Vide acima. Disse tudo.
Lendo seu texto lembro de alguns livros que já li sobre o período da escravidão. Duro essa parte da história. E, pior, saber que esse comportamento se perdura até os dias atuais.
Enfim, concordo em tudo que tua mãe escreveu acima, o preconceito é amplo e estar em todos nós, embora talvez de forma mais branda e respeitosa. Por fim, o que de fato importa são sim os nossos valores.
É seguir em frente e de cabeça erguida, sempre fazendo o bem.
Acho bom vc ter compartilhado essas situações desagradáveis, pois vai contribuir para elevar a moral de muitos nesta mesma situação.
Comigo mesmo já aconteceu fato semelhante, frequentei a trabalho um restaurante muito nobre e os olhares eram intimidadores dado a vestimenta não harmonizar tanto com o ambiente (na visão deles), mas me mantive forte, cabeça erguida e no final ganhei mais uma experiência de vida. Hoje procuro sempre reconhecer as pessoas/profissionais que por muitos passam despercebidos. É isso, a vida é um eterno aprendizado.
Abraço meu amigo.

Calunga disse...

É seguir mesmo. Eu não me atinjo com isso mais não. Resolvi escrever porque vi uma amiga dizendo que o preconceito acabou. Obrigado pelos comentários!
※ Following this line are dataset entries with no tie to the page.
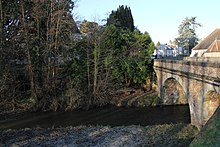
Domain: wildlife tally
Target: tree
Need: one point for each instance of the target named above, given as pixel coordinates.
(122, 18)
(187, 33)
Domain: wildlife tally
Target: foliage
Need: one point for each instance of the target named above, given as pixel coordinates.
(187, 35)
(43, 64)
(122, 18)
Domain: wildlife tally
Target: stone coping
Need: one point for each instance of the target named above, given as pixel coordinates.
(191, 62)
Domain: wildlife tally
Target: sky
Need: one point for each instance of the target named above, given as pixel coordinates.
(160, 18)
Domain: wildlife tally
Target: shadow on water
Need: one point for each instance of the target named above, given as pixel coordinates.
(108, 115)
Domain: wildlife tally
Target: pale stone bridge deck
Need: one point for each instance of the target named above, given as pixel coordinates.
(196, 82)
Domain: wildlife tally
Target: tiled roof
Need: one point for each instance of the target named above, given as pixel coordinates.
(214, 47)
(205, 43)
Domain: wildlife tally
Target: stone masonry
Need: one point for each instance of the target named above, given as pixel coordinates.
(197, 83)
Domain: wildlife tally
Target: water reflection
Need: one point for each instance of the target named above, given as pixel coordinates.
(109, 115)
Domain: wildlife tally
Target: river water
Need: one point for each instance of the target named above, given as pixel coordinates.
(108, 115)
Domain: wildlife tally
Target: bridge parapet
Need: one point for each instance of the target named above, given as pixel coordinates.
(199, 80)
(200, 70)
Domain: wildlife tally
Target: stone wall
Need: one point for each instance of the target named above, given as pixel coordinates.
(196, 79)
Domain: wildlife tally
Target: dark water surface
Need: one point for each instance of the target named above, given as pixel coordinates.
(108, 115)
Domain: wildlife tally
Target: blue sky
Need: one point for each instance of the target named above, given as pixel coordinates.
(160, 18)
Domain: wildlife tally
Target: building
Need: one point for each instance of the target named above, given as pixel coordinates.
(209, 47)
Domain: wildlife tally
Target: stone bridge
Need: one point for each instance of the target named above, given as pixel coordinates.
(196, 83)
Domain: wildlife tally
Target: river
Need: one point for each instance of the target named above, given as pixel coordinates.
(108, 115)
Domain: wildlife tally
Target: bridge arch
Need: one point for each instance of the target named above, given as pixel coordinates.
(173, 92)
(210, 104)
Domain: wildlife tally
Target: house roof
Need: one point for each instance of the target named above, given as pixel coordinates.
(205, 43)
(214, 47)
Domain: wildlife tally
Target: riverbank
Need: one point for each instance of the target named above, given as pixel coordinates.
(134, 135)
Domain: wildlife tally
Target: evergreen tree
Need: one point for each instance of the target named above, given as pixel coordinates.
(122, 18)
(187, 34)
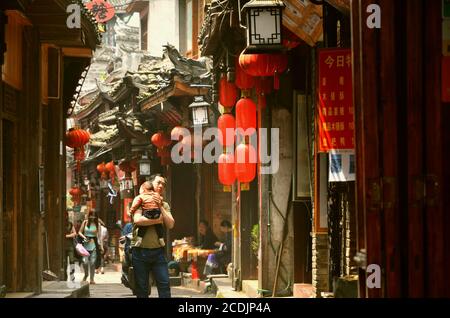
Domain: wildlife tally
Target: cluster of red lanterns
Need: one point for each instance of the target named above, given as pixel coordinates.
(259, 71)
(76, 138)
(162, 142)
(76, 193)
(105, 169)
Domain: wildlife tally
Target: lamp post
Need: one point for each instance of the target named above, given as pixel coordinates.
(144, 166)
(199, 112)
(264, 20)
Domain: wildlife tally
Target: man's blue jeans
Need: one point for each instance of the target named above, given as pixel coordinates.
(145, 260)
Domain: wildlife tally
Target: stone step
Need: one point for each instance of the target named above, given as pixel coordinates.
(223, 288)
(250, 288)
(304, 291)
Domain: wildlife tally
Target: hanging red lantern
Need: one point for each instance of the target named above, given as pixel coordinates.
(245, 163)
(79, 154)
(158, 140)
(246, 116)
(227, 174)
(166, 140)
(102, 170)
(243, 80)
(226, 125)
(163, 152)
(263, 87)
(77, 138)
(102, 10)
(128, 166)
(177, 132)
(227, 93)
(75, 192)
(262, 65)
(165, 161)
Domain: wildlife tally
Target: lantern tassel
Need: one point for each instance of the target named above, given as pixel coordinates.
(276, 81)
(261, 101)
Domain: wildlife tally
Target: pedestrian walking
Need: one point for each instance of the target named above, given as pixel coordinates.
(69, 250)
(150, 256)
(104, 237)
(90, 232)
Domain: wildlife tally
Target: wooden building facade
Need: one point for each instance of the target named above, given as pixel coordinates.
(41, 63)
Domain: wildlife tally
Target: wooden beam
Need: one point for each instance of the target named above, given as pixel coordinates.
(77, 52)
(415, 128)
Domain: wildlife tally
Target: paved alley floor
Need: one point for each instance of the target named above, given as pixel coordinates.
(108, 285)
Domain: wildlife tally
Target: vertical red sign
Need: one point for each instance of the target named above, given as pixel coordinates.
(446, 79)
(335, 106)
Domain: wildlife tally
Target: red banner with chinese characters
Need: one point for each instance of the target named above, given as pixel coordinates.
(446, 79)
(335, 108)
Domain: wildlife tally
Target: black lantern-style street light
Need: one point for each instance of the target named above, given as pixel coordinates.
(199, 110)
(264, 20)
(144, 166)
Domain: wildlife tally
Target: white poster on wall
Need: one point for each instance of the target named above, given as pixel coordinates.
(341, 166)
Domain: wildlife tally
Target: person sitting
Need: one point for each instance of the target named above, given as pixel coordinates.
(207, 236)
(224, 254)
(150, 202)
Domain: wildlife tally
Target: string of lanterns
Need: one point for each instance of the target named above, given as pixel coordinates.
(259, 71)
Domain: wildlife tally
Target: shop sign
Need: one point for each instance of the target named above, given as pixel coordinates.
(304, 19)
(446, 8)
(446, 79)
(335, 101)
(446, 37)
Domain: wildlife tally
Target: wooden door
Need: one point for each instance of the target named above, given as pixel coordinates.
(9, 204)
(401, 149)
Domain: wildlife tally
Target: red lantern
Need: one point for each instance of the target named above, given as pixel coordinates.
(243, 80)
(246, 116)
(158, 140)
(111, 168)
(79, 154)
(177, 132)
(75, 192)
(226, 125)
(166, 141)
(163, 152)
(227, 175)
(102, 10)
(227, 93)
(77, 138)
(263, 87)
(128, 166)
(245, 163)
(264, 65)
(102, 169)
(165, 161)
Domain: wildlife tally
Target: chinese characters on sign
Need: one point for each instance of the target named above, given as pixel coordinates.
(335, 107)
(102, 10)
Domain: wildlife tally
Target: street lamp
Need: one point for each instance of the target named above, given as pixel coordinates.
(126, 187)
(199, 110)
(264, 18)
(144, 165)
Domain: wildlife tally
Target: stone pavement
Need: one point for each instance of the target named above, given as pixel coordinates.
(108, 285)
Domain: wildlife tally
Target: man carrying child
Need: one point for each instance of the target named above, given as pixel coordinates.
(148, 253)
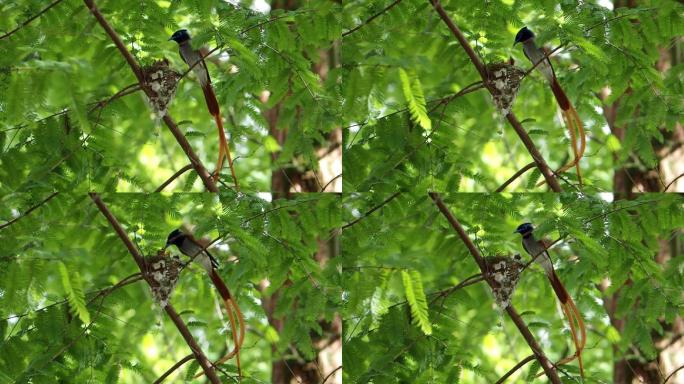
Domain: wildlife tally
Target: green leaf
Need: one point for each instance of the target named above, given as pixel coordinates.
(413, 289)
(71, 282)
(413, 93)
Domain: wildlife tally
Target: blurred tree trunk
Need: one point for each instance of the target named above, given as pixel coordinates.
(670, 153)
(626, 182)
(301, 177)
(284, 182)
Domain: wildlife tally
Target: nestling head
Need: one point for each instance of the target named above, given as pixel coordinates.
(175, 238)
(524, 228)
(523, 35)
(180, 36)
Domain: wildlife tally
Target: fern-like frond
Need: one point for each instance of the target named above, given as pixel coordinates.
(413, 92)
(413, 289)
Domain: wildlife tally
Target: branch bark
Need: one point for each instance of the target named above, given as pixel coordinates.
(173, 177)
(512, 313)
(137, 71)
(515, 368)
(182, 328)
(174, 367)
(529, 144)
(515, 176)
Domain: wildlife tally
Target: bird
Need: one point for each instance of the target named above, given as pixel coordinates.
(195, 60)
(190, 246)
(570, 116)
(538, 250)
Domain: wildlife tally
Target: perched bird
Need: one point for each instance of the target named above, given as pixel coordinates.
(193, 248)
(195, 60)
(572, 120)
(537, 249)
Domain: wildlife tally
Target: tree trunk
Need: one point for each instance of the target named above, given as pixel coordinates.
(290, 180)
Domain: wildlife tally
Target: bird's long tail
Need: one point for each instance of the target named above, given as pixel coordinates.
(224, 149)
(575, 128)
(237, 328)
(574, 319)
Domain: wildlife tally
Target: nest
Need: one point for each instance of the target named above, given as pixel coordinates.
(504, 80)
(162, 274)
(162, 82)
(505, 273)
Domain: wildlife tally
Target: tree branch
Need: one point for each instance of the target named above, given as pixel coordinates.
(387, 200)
(515, 368)
(182, 141)
(529, 144)
(387, 8)
(173, 177)
(182, 328)
(512, 313)
(30, 19)
(28, 211)
(174, 367)
(515, 176)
Victor Cerqueira Assad disse...

Irmão, me veio nossa infância. Melhores amigos. Orgulho. Cada degrau valeu. Sinto-me culpado por ser tão inocente e nunca ter reparado isso na nossa infância. Lembro-me claramente das festas, americanas, e outras. Não sei se te faria sentir melhor, mas as vezes cresceria melhor. Lindo texto, e a mais cruel realidade, infelizmente. Saudades irmão!

Calunga disse...

Irmão, foi o tempo, e foi o que foi. A vida segue com aprendizado. graande abraço e obrigado por ter dedicado tempo a leitura da resenha. abraço!

Luciana disse...
Este comentário foi removido pelo autor.